Bild: Klar, mit solcher Bewaffnung kann man keinen Krieg gewinnen.
Gerade einmal fünf Jahre ist es her, dass die Banken- und Finanzkrise den
damaligen Verteidigungsminister Karl Theodor zu Guttenberg dazu
veranlasste, seine Generäle und Admirale in Hamburg auf einen Sparkurs
einzuschwören. Als „Conditio sine qua non“ künftiger Bundeswehrplanung
gelte das „Staatsziel der Haushaltskonsolidierung“, so zu Guttenberg
damals. Es erfordere einen Sparbeitrag der Bundeswehr im Umfang von 8,3
Milliarden Euro.
Die Konsequenz: Die mittelfristige Finanzplanung des Jahres 2011 sah vor,
dass der Verteidigungshaushalt von 31,5 Milliarden Euro auf 27,6 Milliarden
Euro im Jahre 2015 sinken sollte.
Der Haushalt für 2015 zeigt, dass es ganz anders kam. In diesem Jahr sind
Militärausgaben in Höhe von rund 33 Milliarden Euro vorgesehen, 5,4
Milliarden mehr als 2011 geplant. 2016 soll der Haushalt gar auf 34,4
Milliarden Euro steigen. Für 2017 wird über eine weitere Steigerung
nachgedacht.
Zur Begründung heißt es aus dem Verteidigungsministerium lapidar, man
stocke „die Mittel zur Modernisierung der Bundeswehr“ auf. Mit anderen
Worten: Die Rüstungsindustrie soll mehr Geld bekommen. Jene Industrie, die
die Bundeswehr immer wieder zu spät, zu teuer und zu schlecht belieferte.
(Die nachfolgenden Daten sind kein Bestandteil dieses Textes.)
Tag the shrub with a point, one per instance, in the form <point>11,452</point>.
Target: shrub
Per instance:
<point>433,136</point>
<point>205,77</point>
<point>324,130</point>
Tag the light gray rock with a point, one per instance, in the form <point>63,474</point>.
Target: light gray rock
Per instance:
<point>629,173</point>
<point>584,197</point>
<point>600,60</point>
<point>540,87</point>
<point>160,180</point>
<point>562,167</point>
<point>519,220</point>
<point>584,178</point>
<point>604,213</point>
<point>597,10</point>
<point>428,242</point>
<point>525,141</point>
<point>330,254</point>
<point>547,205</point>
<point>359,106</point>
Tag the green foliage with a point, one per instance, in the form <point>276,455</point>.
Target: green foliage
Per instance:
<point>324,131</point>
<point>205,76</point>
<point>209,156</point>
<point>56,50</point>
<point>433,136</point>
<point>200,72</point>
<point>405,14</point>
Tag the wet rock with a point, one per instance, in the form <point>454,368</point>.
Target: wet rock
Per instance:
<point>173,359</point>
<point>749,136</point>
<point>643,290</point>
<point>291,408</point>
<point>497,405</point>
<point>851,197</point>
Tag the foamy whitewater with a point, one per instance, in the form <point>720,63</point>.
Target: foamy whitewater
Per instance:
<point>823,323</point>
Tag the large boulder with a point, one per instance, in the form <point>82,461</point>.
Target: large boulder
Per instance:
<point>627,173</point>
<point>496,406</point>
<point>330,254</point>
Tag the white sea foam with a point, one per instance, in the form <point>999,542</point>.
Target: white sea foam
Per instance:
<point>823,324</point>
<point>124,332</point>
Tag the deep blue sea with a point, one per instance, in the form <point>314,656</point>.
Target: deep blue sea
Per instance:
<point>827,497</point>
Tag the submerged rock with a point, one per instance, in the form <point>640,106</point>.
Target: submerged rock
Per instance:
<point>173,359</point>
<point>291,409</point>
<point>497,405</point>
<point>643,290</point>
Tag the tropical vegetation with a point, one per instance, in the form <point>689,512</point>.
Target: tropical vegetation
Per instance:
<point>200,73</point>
Die Unternehmensberatung KPMG hat im Auftrag des Verteidigungsministeriums
untersucht, warum das so ist. Eine Ursache, so die Berater, sei die
politische Einflussnahme auf die Beschaffung. Den Beratern war aufgefallen,
dass manche Rüstungsvorhaben daran kranken, dass sie in erster Linie von
der Politik gewollt werden. Die Hubschrauber Tiger und NH90 zum Beispiel –
Projekte, die auf Wunsch des früheren Bundeskanzlers Helmut Kohl die
deutsch-französische Zusammenarbeit stärken sollten.
Die Berater sahen auch, dass es neben der Einflussnahme durch
Regierungsmitglieder die aus dem Parlament gibt. In den
Regierungsfraktionen sitzen Abgeordnete, die regionale oder sektorale
Wirtschaftsinteressen sowie ihre Wahlkreisinteressen vertreten und sich als
politische Gestalter verstehen. Sie fühlen sich verpflichtet, diese
Interessen durchzusetzen.
## Der Wunschzettel ist lang
Dieser Tage zeichnet sich erneut ab, das daraus Probleme erwachsen können:
Während das Verteidigungsministerium noch versucht, seine Altlasten in den
Griff zu bekommen, ist die Politik schon eifrig dabei, neue
Rüstungsvorhaben zu planen und die Industrie mit neuen Aufträgen zu
füttern. Der Wunschzettel der Koalitionäre aus den beiden Volksparteien ist
lang. Auf ihm stehen unter anderem:– der Kauf neuer Marinehubschrauber;
– die Beschaffung eines zweiten Loses von Radpanzern des Typs Boxer;
– der Bau von vier Mehrzweckkampfschiffen des Typs MKS 180;
– ein neues Luftverteidigungssystem auf Basis des Entwicklungsvorhabens
MEADS;
– die Entwicklung einer europäischen Aufklärungs- und Kampfdrohne;
– die Wiederaufnahme des gescheiterten Drohnenprojekts Eurohawk;
– die Modernisierung zusätzlicher Kampfpanzer des Typs Leopard 2;
– und Vorarbeiten für einen neuen Kampfpanzer Leopard 3.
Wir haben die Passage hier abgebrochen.